シャープペンシル〜私の真ん中に先生〜


駅前から少し路地を入ると、静かな街並みに変わり、川沿いの坂道をゆっくりと歩いていく。



「あの…どこに行くんですか?」


「ん?俺が昔よく遊んでた公園。ゆっくり話するにはそこがいいかと思って。」




そう先生が言うもんだから、どこにでもある公園をイメージしてた。



「これ…本当に公園ですか…?」


「俺も最初はそう思ったよ。」



驚きながら中に入ると、まるで迷路のように階段があちらこちらにあり、辺りは植物園のように緑いっぱいだった。

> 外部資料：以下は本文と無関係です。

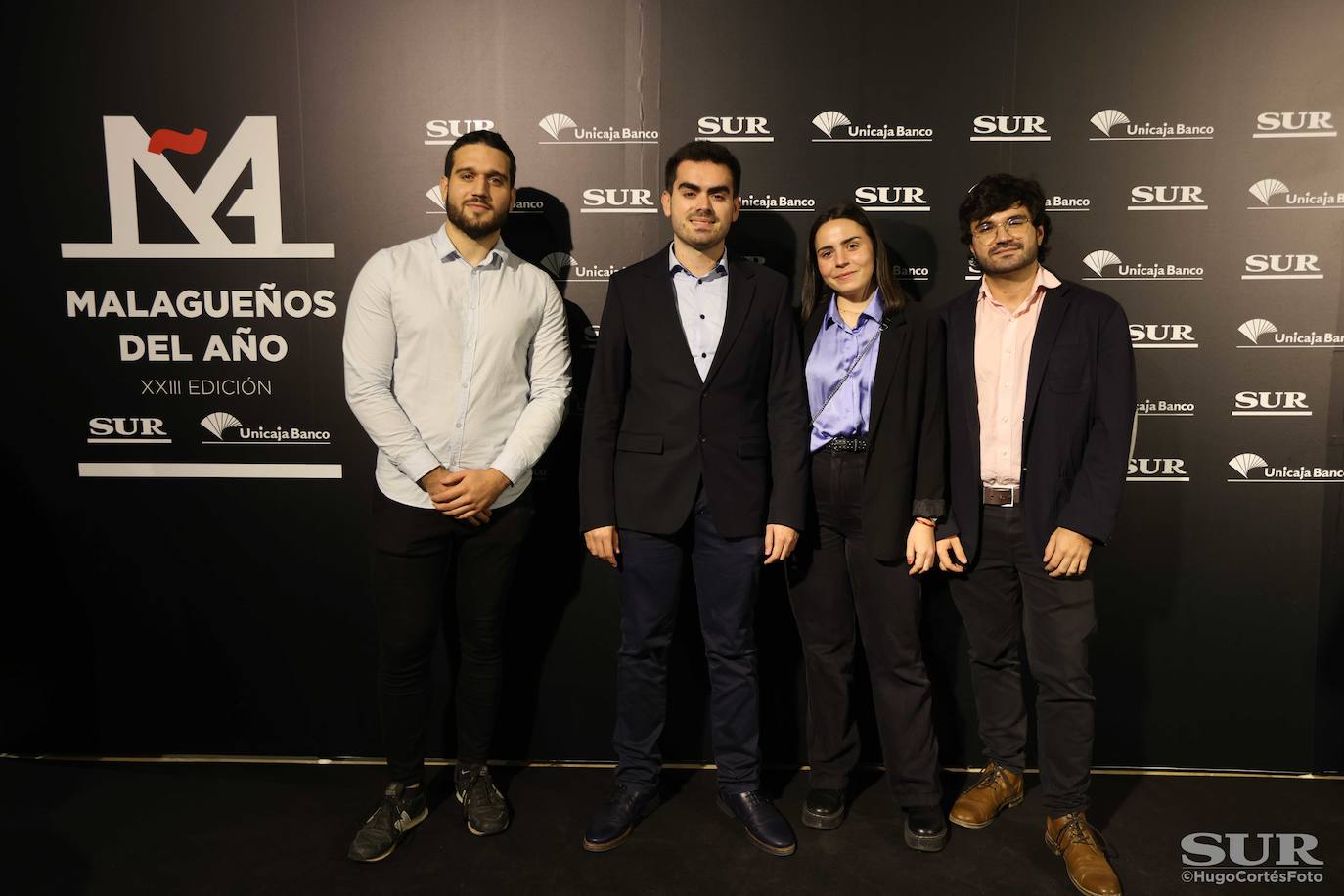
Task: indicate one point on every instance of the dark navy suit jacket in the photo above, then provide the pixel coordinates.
(1077, 422)
(653, 430)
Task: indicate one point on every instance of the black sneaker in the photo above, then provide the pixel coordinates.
(482, 805)
(394, 817)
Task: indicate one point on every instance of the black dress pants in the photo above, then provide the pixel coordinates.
(726, 576)
(840, 590)
(1007, 597)
(423, 561)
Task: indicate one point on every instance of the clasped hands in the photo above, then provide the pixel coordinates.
(1066, 554)
(467, 495)
(605, 543)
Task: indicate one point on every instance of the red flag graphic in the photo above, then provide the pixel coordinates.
(186, 144)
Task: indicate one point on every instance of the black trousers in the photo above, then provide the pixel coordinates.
(840, 590)
(726, 576)
(424, 561)
(1007, 597)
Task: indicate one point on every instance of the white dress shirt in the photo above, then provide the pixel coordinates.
(701, 304)
(455, 366)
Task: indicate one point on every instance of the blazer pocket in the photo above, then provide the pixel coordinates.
(1066, 368)
(642, 442)
(753, 448)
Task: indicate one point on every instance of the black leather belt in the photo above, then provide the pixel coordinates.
(1000, 495)
(845, 445)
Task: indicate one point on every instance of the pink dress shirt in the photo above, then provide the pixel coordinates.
(1003, 352)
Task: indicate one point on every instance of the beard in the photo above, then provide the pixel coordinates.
(1007, 263)
(700, 240)
(478, 226)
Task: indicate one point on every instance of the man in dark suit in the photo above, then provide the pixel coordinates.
(695, 443)
(1041, 407)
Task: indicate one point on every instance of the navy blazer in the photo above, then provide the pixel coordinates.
(1077, 422)
(905, 469)
(653, 430)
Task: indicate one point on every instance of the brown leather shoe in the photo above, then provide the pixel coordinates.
(1075, 840)
(995, 790)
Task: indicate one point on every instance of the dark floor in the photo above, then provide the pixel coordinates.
(175, 828)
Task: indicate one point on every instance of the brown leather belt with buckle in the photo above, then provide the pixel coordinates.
(847, 445)
(1000, 495)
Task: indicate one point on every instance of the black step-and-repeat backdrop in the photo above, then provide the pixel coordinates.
(201, 183)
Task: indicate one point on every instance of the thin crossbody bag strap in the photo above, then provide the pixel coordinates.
(848, 373)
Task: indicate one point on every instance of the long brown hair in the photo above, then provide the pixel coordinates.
(815, 291)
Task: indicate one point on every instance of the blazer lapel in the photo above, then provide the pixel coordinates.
(740, 293)
(890, 347)
(963, 356)
(1053, 304)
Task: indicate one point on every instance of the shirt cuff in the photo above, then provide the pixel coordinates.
(511, 467)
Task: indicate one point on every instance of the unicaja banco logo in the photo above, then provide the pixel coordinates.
(1269, 188)
(558, 124)
(1100, 259)
(1253, 468)
(252, 150)
(566, 269)
(829, 121)
(1265, 335)
(836, 126)
(1109, 119)
(557, 263)
(218, 422)
(1103, 258)
(1253, 330)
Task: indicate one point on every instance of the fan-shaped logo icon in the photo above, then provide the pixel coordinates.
(557, 263)
(829, 121)
(1266, 190)
(1253, 330)
(556, 122)
(218, 422)
(1099, 259)
(1107, 118)
(1246, 463)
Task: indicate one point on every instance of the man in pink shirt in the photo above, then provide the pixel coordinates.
(1041, 406)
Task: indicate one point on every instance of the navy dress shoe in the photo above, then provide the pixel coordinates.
(615, 820)
(824, 809)
(924, 829)
(766, 828)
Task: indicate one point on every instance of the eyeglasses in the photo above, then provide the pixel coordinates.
(987, 231)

ひたすら階段を登り続け、頂上に到着すると、私はベンチに座り込んだ。



「軽く登山した気分なんですけど……。」


「俺より若いくせに何を言ってるの、これぐらい。それより、これ見てごらん?」




息を整えながら先生が指差す方を見ると、あたしは目を見開いた。



「……すごい…。」


「苦労して登ってきた甲斐があったでしょ?」




そこにはさっきまで私たちがいた街全体が見えていた。



天気が良いことも手伝って、ずっと遠くまで街が見え、青空と合わさって最高な景色になっていた。




あたしはこの景色の感動と、先生と見れたことの嬉しさで、しばらく喋れなかった。